Porque en medio del griterío apareció lo que siempre llega tarde pero llega: los datos. Y ahí la épica se desinfló como piñata mojada. De los supuestos 1.400 beneficiados, el número real era apenas un puñado. El resto, ruido, confusión o directamente fruta. El problema no es el crédito. El problema es el crédito del periodismo.
Cuando un periodista publica sin chequear, no solo se equivoca: dinamita su propia credibilidad. Y en este oficio, la confianza es lo único que no tiene tasa subsidiada ni plan de cuotas. Mientras tanto, la discusión real —si los funcionarios deben o no acceder a estos préstamos— quedó enterrada bajo toneladas de espuma mediática. Porque es más fácil indignarse que explicar.

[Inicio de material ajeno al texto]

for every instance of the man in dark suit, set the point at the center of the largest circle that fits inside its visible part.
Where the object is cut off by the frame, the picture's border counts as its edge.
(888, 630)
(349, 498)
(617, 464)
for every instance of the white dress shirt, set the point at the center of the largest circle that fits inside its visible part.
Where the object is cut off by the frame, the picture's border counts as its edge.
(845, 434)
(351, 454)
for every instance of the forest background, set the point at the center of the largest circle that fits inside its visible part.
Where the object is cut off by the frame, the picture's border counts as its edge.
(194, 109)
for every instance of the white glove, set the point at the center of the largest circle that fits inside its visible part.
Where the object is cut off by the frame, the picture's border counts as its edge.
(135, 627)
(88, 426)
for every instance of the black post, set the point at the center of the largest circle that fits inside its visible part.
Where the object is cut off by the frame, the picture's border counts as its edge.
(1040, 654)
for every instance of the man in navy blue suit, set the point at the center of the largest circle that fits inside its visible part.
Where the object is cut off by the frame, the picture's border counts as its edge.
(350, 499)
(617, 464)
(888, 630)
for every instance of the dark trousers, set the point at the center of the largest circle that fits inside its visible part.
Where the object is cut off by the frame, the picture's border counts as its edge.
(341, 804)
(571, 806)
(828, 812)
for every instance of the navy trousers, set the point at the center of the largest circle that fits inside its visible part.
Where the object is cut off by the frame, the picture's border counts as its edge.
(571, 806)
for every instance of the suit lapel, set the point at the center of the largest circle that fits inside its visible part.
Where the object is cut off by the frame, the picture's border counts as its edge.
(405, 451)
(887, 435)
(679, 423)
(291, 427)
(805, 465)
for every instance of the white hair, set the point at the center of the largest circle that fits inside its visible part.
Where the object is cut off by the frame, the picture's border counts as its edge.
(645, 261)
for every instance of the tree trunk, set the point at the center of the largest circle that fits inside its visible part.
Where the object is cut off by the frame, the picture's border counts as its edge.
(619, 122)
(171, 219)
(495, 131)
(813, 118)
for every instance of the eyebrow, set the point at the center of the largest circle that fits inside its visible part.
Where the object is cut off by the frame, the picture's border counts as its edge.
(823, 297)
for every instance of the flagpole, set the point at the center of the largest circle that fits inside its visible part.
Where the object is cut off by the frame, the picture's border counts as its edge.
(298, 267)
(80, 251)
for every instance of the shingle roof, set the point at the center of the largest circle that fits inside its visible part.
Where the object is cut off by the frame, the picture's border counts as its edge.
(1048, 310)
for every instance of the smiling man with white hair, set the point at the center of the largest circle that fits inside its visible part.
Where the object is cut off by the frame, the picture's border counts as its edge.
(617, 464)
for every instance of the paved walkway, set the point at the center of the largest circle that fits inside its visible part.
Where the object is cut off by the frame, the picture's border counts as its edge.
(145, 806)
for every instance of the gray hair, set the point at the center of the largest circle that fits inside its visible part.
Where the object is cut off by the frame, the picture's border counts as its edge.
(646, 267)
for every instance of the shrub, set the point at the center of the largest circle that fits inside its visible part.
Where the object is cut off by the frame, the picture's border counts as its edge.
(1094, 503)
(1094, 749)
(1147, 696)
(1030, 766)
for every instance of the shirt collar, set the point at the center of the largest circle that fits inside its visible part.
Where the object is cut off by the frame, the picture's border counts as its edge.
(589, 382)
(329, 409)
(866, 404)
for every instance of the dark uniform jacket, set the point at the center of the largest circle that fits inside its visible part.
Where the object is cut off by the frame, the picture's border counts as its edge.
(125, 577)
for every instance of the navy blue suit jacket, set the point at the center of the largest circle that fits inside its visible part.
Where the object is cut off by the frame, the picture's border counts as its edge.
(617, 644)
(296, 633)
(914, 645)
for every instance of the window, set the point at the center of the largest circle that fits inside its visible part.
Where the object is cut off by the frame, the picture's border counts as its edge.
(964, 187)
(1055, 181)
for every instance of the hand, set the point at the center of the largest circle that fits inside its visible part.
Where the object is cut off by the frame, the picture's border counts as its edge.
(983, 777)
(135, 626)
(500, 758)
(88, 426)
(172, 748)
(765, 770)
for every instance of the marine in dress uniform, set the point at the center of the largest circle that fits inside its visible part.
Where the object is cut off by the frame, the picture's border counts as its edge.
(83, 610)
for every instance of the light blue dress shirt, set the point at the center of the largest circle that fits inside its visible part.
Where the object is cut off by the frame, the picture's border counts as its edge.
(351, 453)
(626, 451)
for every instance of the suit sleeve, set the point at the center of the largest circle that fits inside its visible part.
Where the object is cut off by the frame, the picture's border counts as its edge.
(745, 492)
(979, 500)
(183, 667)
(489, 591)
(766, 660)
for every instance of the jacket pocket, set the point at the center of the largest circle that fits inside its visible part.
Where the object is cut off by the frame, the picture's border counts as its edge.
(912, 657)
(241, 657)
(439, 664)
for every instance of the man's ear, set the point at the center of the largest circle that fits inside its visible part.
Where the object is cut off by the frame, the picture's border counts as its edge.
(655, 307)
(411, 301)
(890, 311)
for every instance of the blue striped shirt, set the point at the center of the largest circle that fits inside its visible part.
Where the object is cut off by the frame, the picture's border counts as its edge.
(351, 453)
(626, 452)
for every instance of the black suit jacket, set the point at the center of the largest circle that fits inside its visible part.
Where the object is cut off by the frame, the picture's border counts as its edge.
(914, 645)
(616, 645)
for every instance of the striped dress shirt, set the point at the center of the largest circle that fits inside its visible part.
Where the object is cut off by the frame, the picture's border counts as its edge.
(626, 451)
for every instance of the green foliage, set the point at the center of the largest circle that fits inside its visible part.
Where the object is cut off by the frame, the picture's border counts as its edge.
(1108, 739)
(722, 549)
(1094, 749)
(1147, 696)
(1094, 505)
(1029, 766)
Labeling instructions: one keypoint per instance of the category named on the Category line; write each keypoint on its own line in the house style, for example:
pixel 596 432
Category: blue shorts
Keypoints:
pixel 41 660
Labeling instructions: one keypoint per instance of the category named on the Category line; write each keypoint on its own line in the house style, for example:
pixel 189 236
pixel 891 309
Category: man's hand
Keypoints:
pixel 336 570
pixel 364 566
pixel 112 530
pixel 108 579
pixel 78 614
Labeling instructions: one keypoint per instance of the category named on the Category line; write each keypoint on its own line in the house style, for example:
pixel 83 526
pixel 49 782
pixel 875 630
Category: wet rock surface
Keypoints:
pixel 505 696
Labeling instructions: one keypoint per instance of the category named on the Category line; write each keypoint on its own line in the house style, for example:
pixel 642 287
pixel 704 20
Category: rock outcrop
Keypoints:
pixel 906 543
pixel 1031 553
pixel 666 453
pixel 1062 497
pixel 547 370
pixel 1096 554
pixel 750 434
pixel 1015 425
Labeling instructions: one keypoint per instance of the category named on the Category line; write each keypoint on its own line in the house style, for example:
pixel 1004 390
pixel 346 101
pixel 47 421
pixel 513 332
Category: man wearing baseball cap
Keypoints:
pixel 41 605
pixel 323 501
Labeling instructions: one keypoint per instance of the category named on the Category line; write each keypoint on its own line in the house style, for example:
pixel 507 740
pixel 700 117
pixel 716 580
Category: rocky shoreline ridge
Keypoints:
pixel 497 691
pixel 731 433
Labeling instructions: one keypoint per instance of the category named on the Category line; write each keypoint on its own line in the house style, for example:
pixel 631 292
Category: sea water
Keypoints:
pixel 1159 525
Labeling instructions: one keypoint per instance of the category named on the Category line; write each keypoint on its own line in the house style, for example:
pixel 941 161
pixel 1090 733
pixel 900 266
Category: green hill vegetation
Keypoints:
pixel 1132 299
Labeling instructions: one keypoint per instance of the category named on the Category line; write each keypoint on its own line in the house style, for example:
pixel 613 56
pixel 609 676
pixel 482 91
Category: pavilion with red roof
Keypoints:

Y ahí aparece la contradicción más deliciosa; los mismos que ayer denunciaban los créditos UVA como una trampa infernal, hoy los presentan como un privilegio obsceno. Ni estafa ni regalo: lo que cambia no es el crédito, es la conveniencia del discurso. El Banco Nación, con reglas que —al menos en los papeles— son públicas y accesibles, quedó en el medio de una batalla política disfrazada de debate moral. Y como siempre, el ciudadano mira desde afuera, preguntándose si alguna vez la discusión será en serio.
En tiempos donde todo se viraliza en segundos, verificar sigue siendo revolucionario, si no se cuida el crédito del periodista, después no hay hipoteca que alcance para recomprar la confianza perdida.